Часть вторая: как вернуться в средневековье, или почему локальная власть ничем не лучше глобальной

Способ, которым Хоппе предлагает решать проблему миграции здесь и сейчас — децентрализация. Дескать, нужно лишить полномочий это ужасное центральное правительство, наделить максимальными полномочиями малые региональные центры. Они-то пускай и решают кого пускать. Однако Хоппе при этом не может ответить на главный вопрос: а в каком собственно масштабе власть перестает быть насилием? Почему федеральная власть США является насилием, но не власть отдельных штатов, размерами не уступающих иным европейским странам? Почему президент страны является источником принуждения, а мэр маленького городка не является? Хоппе просто делает утверждение: когда за собственника решает бюрократ в Вашингтоне — это кровавый этатизм, а когда за того же собственника решает шериф ближайшего захолустья — это проявление добровольности и “свободы ассоциаций”.

Компенсировать отсутствие внятного ответа на этот вопрос, а заодно и обосновать преимущество захолустного шерифа над вашингтонским бюрократом, Хоппе пытается утилитаризмом. Во второй части текста он рассуждает о том, как здорово жилось в средние века и как плохо — при современных демократиях. Дескать, монархи в средние века рассматривали территорию, как свою собственность, а потому горизонт планирования у них был широк. Другое дело современные демократические правители — им бы выборы выиграть, а после них хоть потоп. Поэтому монархи хотели, чтобы их подданные были продуктивны, а демократические страны массово завозят мигрантов — чтобы голосовали за популистов. Однако экономист Мансур Олсон писал ровно противоположное — монархи могли извлекать из общества максимум ресурсов т.к. их власть не имела альтернативы, а их горизонт планирования был “слишком человеческим” — редкий правитель вел себя разумно на протяжении всей жизни. Чаще наоборот — целые страны летели в тартарары по причине самодурства монархов. Тогда как в демократических странах элиты вынуждены публично соперничать, а потому налоговая ставка там ниже, объемы общественных благ выше — оставляют в качестве “подкупа”. И ведь достаточно просто сравнить уровень жизни демократий и автократий, чтобы понять — прав именно Олсон, а не Хоппе.
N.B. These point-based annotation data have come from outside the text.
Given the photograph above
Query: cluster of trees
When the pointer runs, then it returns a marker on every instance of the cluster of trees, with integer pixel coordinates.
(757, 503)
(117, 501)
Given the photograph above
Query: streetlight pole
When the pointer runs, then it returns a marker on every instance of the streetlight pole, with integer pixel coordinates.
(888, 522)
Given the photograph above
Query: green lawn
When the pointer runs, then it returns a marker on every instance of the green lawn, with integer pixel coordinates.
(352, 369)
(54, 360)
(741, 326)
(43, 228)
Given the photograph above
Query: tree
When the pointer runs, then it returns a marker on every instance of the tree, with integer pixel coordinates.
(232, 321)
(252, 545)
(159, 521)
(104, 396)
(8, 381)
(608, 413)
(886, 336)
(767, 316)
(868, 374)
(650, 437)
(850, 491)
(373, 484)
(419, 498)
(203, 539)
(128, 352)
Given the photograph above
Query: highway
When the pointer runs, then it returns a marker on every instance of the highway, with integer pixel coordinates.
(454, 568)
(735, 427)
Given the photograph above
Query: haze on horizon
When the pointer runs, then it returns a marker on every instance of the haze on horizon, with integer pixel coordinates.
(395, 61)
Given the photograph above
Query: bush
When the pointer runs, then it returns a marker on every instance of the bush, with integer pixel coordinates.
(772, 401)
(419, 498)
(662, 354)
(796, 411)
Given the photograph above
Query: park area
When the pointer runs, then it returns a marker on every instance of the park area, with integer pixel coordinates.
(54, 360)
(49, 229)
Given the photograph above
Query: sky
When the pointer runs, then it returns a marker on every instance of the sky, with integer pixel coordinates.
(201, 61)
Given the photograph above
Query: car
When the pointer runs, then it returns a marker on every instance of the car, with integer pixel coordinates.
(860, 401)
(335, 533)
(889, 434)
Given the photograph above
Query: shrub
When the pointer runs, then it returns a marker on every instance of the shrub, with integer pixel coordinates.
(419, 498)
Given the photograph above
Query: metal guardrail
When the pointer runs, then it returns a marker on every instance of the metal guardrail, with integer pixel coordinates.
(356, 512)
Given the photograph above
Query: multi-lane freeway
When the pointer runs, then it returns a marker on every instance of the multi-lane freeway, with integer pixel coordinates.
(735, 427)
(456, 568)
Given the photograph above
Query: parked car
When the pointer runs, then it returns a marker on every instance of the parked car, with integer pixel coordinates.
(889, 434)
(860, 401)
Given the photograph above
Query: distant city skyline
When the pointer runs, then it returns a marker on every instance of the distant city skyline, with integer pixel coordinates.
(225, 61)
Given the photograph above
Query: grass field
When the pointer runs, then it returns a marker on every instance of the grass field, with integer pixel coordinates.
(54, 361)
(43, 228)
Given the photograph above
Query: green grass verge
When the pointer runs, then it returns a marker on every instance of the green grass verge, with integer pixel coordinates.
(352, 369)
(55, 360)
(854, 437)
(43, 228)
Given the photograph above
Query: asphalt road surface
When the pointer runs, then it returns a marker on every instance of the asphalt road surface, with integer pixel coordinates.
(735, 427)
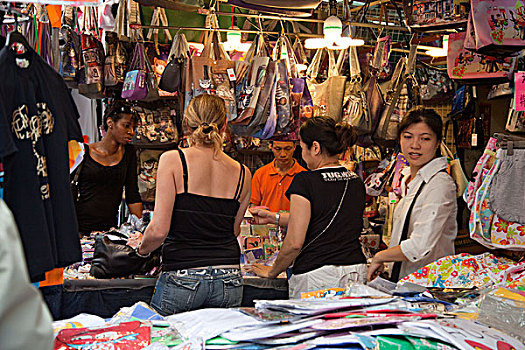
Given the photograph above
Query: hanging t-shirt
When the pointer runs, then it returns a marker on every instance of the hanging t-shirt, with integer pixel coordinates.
(37, 118)
(339, 244)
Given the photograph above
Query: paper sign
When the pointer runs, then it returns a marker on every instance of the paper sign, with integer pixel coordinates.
(231, 74)
(65, 2)
(519, 90)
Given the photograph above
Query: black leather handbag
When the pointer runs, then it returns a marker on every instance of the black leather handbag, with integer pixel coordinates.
(172, 79)
(113, 258)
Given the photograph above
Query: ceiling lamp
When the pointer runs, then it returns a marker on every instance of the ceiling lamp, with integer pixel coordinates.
(233, 40)
(332, 30)
(439, 51)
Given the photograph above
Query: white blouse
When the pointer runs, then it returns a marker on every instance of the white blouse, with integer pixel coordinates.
(433, 226)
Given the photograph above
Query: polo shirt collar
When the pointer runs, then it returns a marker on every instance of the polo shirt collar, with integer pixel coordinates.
(295, 169)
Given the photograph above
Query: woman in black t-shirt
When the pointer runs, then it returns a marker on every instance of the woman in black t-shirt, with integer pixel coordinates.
(325, 219)
(109, 167)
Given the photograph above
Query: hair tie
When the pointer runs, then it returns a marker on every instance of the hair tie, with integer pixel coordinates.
(206, 128)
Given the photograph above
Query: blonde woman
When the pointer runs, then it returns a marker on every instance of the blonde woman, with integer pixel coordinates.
(201, 198)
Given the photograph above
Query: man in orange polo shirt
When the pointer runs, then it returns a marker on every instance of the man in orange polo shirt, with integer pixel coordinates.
(270, 182)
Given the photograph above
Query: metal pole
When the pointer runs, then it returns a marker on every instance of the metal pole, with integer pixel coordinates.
(311, 20)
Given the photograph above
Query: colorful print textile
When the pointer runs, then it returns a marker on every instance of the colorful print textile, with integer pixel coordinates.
(467, 271)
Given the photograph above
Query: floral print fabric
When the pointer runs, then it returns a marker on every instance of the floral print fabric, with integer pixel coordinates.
(467, 271)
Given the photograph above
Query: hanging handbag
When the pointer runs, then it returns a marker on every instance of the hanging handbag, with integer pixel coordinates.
(355, 108)
(435, 85)
(480, 170)
(286, 69)
(115, 65)
(151, 81)
(209, 73)
(93, 57)
(114, 258)
(70, 48)
(496, 27)
(75, 190)
(135, 87)
(248, 90)
(455, 169)
(327, 96)
(156, 125)
(399, 102)
(515, 119)
(424, 15)
(472, 68)
(171, 79)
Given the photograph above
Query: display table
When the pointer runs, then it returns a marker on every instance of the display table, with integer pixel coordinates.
(105, 297)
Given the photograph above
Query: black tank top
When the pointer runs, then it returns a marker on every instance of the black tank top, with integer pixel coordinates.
(202, 229)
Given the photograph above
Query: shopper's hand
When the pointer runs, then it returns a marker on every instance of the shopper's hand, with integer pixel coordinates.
(260, 270)
(374, 269)
(261, 216)
(134, 239)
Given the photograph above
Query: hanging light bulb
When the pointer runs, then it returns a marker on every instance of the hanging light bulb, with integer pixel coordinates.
(332, 30)
(233, 40)
(439, 51)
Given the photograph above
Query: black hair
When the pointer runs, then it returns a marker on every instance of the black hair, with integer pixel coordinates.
(420, 114)
(116, 111)
(333, 137)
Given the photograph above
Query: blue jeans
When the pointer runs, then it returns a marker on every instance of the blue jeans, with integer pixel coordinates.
(190, 289)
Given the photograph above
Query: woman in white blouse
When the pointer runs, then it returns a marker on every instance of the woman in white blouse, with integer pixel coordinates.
(425, 224)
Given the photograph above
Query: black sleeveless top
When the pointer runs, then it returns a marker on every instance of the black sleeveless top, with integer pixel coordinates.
(202, 229)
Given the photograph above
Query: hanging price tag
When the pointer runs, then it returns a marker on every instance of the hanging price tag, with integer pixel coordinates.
(231, 74)
(519, 91)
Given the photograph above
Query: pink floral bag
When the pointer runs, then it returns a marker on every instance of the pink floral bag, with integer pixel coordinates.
(480, 170)
(496, 27)
(488, 228)
(467, 271)
(473, 67)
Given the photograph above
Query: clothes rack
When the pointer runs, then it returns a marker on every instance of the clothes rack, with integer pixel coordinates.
(310, 20)
(509, 142)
Эпоха стремительного европейского обогащения началась три века назад — с рождением национальных демократий.

Другой (хотя на самом деле схожий) аргумент Хоппе в пользу децентрализации заключается в том, что юрисдикции вынуждены соперничать между собой, а потому делегировать своим подданным больше свобод — ведь только так можно выдержать экономическую и военную гонку с соседями. Маленькие юрисдикции также не располагают всеми необходимыми ресурсами, а потому вынуждены торговать. Следовательно, средневековая Европа в виде лоскутного одеяла должна быть лучше и свободнее, чем несколько современных централизованных государств. Так ли это? Ну, разумеется, нет. Социолог Чарльз Тилли в статье “Война и строительство государства как организованная преступность” обратил внимание на интересную особенность “рынка насилия”, которая отличает его от любого другого рынка: конкуренция там повышает расходы, вместо того, чтобы снижать. Если производством услуг занимаются две коммерческие фирмы, то соперничество принудит их к тому, чтобы делать услуги более качественными и дешевыми. Но в случае двух конкурирующих государственных бандитов все будет иначе. Во-первых, они будут опасаться друг друга, а следовательно — расширять военный бюджет. Во-вторых, будут использовать друг друга в качестве пугала, оправдания повышения налогового бремени — дескать, не заплатите мне, то вас захватит сосед и вообще уведет в рабство.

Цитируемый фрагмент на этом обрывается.